In Richmond, the Confederate Congress approved a revision of the design of the national flag of the Confederate States; to the white field was added a broad red vertical stripe. Since 1863, the national Confederate flag, with its field of white, had appeared like a white flag of truce when hanging limp on a pole.

The following day, President Lincoln asked Hugh McCulloch of Indiana, comptroller of the treasury, to be secretary of the treasury, replacing William Fessenden, who had resigned to serve in the Senate from Maine.

Union Maj. Gen. Judson Kilpatrick
Union Maj. Gen. Judson Kilpatrick

On March 6, Gen. Joseph E. Johnston again assumed command of the Confederate Department of North Carolina; he now led all Confederate troops south of Petersburg, Va., and in the Carolinas. Maj. Gen. William Sherman’s Union troops crossed into North Carolina, marching towards Fayetteville. Gen.

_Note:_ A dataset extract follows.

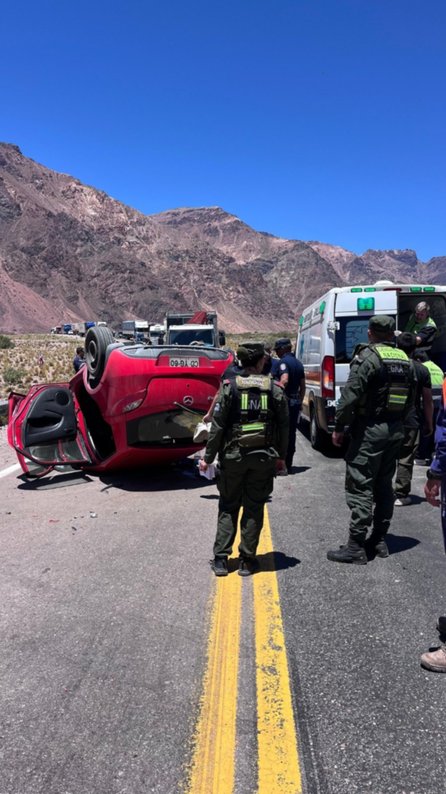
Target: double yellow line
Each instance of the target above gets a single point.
(213, 764)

Johnston had sent all available Confederate troops to Gen. Braxton Bragg north of Wilmington, and the Southerners led an attack against Col. Jacob Cox’s troops near Kinston. In a battle that lasted two days, the Federal lines broke under the Confederate onslaught. There were a number of attacks and counterattacks but the Confederates had insufficient troops in the ranks to sustain a complete victory.

There was a substantial number of clashes between opposing forces west of the Mississippi River as well as in North and South Carolina. Confederate cavalry under Lt. Gen. Wade Hampton and Maj. Gen. Joseph Wheeler surprised Union cavalry at Monroe’s Crossroads, S.C. The Union cavalry leader, Maj. Gen. Judson Kilpatrick, was for the second time in his military career nearly captured in his bed. He managed to escape by jumping out a first-floor bedroom window clad only in his underwear. The engagement was called “The Battle of Kilpatrick’s Pants.”

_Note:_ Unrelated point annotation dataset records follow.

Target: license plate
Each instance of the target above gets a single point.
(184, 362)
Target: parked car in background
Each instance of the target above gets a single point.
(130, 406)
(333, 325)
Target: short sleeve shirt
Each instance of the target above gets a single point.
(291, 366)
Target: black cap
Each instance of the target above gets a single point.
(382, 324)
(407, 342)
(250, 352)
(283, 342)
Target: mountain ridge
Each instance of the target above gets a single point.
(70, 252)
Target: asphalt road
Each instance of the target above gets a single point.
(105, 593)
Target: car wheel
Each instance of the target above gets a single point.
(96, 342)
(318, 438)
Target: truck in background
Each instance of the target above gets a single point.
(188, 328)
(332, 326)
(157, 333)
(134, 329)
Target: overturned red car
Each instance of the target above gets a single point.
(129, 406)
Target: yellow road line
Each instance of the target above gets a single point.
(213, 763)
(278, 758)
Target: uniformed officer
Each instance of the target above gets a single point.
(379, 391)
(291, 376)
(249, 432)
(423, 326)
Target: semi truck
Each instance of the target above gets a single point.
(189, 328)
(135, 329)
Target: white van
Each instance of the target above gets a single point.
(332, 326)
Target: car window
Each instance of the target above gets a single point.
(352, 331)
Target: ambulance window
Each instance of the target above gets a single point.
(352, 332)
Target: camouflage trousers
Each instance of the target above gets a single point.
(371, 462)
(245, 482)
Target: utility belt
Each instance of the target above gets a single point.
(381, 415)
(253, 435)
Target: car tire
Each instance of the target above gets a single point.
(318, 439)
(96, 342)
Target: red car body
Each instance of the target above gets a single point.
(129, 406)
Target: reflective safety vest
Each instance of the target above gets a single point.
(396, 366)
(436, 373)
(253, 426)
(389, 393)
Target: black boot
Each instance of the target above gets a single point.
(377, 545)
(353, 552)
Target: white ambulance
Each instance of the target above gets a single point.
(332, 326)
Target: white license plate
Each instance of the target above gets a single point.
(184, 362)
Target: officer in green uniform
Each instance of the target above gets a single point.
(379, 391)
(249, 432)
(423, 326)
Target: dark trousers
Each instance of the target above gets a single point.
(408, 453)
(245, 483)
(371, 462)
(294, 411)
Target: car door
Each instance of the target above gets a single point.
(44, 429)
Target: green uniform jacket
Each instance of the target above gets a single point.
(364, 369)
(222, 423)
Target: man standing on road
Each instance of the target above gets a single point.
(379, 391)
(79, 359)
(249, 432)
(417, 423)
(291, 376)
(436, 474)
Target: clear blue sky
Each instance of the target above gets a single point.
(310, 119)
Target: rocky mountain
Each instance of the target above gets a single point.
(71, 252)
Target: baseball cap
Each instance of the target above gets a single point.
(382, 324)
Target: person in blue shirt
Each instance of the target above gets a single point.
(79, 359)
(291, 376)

By a vote of 9 to 8, the Confederate Senate on March 8 approved the bill authorizing the use of black slaves as soldiers. It went to the House for debate. The same day, Gen. E. Kirby Smith, commander of Confederate troops west of the Mississippi River, offered in a letter to President Jefferson Davis to resign following newspaper attacks against Gen. Smith. President Davis refused to accept to offer to resign.

In North Carolina, Gen. Sherman’s Federal troops occupied Fayetteville on Saturday, March 11. The same day, Maj. Gen. Philip Sheridan’s Union troops reached Goochland C.H., west of Richmond, on their way from the Shenandoah Valley to join Lt. Gen. Ulysses Grant at Petersburg.